Question

Quickly calculating adjusted Fold Change with DESeq2

0

Entering edit mode

Luca • 0

@6367e4e1

Last seen 5 months ago

Italy

Hello!

I'm working on comparing tumor and healthy samples with DESeq2. My analysis only cares about the adjusted Fold Change values that DESeq2 computes. The input data encompasses a huge number of samples (I'm working with TCGA and GTEX data), and I need to run the calculation a bunch of times. Calls to DESeq() take a very, very long time to resolve.

Is there a way to speed the process up given the fact that I merely require the adjusted fold change instead of the whole DESeq2 output?

The full script that I run on the data is here at this permalink.

The specific code snippet is here:

run_deseq <- function(case_frame, control_frame) {

  # Make a dummy metadata frame
  metadata <- data.frame(
    row.names = c(colnames(case_frame), colnames((control_frame))),
    status = factor(c(rep("case", ncol(case_frame)), rep("control", ncol(control_frame))), levels = c("control", "case"))
  )

  # Merge the case and control frames
  data <- rowmerge(case_frame, control_frame, all = FALSE) # inner merge

  # Assert that the order of the cols and rows is the same
  data <- data[, row.names(metadata)]

  # The data must be un-logged
  data <- round((2 ** data) -1)

  DESeq2::DESeqDataSetFromMatrix(
    data, metadata, ~ status
  ) |>
    DESeq2::DESeq() -> dsq_obj

  DESeq2::results(dsq_obj, name = "status_case_vs_control") -> dsq_res

  cat("Deseq finished running!\n")
  as.data.frame(dsq_res) |> rownames_to_column("gene_id")
}

I'm not posting sessionInfo() since nothing is not working.

Thank you!

DifferentialExpression DESeq2 • 811 views

ADD COMMENT • link 6 months ago • updated 5 months ago Luca • 0

0

Entering edit mode

Update: on Mike Love's suggestion, I've tried to use glmGamPoi option in the fitType call, but it seems to make the runtime even longer, so it does not seem suitable.
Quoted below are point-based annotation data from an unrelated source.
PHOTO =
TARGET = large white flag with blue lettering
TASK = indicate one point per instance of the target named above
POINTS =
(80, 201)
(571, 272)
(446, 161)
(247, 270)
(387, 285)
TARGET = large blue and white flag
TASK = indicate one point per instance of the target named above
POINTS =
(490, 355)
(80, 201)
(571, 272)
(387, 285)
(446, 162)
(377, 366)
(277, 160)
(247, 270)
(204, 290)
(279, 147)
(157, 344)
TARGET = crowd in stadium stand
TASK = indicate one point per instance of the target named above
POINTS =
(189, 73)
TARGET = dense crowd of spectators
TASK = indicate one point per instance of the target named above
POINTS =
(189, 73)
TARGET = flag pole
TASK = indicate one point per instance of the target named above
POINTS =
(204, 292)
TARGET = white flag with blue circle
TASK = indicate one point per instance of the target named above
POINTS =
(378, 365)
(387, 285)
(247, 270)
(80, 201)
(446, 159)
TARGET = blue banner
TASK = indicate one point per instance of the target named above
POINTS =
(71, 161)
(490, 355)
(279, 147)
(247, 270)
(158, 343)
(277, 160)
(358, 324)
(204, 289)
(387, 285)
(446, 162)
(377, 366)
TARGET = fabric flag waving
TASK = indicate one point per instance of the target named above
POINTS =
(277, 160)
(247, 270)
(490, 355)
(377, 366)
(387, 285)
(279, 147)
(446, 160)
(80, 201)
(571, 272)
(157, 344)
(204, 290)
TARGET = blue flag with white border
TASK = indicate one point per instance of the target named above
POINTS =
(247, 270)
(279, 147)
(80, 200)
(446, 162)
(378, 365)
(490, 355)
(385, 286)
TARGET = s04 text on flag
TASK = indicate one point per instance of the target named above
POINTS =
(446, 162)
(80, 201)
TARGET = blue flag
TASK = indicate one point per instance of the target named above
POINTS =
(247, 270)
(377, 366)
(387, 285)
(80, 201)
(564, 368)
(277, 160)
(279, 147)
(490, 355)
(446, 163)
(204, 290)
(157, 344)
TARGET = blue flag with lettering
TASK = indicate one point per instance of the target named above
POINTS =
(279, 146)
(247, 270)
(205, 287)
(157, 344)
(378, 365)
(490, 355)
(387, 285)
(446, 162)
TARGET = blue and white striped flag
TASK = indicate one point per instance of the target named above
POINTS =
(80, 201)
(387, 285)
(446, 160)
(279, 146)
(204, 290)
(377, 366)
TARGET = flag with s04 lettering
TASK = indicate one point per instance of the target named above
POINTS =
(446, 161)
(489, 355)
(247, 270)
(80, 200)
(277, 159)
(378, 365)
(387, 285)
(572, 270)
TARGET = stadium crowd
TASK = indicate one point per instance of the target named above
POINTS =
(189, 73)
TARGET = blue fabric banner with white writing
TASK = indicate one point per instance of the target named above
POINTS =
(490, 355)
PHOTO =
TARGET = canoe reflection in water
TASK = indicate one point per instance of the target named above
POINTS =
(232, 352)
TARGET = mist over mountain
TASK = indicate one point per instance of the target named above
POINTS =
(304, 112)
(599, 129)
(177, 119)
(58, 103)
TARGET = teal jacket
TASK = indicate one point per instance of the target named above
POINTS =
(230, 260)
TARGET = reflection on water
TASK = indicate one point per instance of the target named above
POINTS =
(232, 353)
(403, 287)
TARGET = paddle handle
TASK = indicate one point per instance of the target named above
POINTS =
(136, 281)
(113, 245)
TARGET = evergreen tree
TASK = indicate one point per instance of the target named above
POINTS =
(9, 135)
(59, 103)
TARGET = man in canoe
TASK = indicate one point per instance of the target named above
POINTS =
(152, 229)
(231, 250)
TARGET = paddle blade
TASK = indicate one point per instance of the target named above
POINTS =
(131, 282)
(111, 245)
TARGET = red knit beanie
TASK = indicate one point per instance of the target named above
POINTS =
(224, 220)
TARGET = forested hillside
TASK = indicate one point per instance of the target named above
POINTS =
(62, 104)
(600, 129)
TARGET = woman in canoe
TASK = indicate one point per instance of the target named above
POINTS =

ADD REPLY • link 6 months ago Luca • 0

0

Entering edit mode

The DESeq() function can be parallelized via BiocParallel, see ?DESeq and the BPPARAM argument. Beyond that, what do you define as "very long"? On simulated data with 50000 genes and 1000 samples as below, DESeq2 runs about 3.5min on my machine with a single core (i7 12700k) for a design with a single covariate. Does it run a lot longer for you? Would running a linear approach such as voom be an option?

library(DESeq2)

set.seed(1)
dds <- makeExampleDESeqDataSet(n=50000, m=1000)

fun <- function() DESeq(dds)

microbenchmark::microbenchmark(deseq2=fun(), times=1)

(...)

Unit: seconds
   expr      min       lq     mean   median       uq      max neval
 deseq2 203.6366 203.6366 203.6366 203.6366 203.6366 203.6366     1

Unrelated to this, GTEx and TCGA are completely different studies/batches so combiningthem in a single quantitative analysis is highly questionable.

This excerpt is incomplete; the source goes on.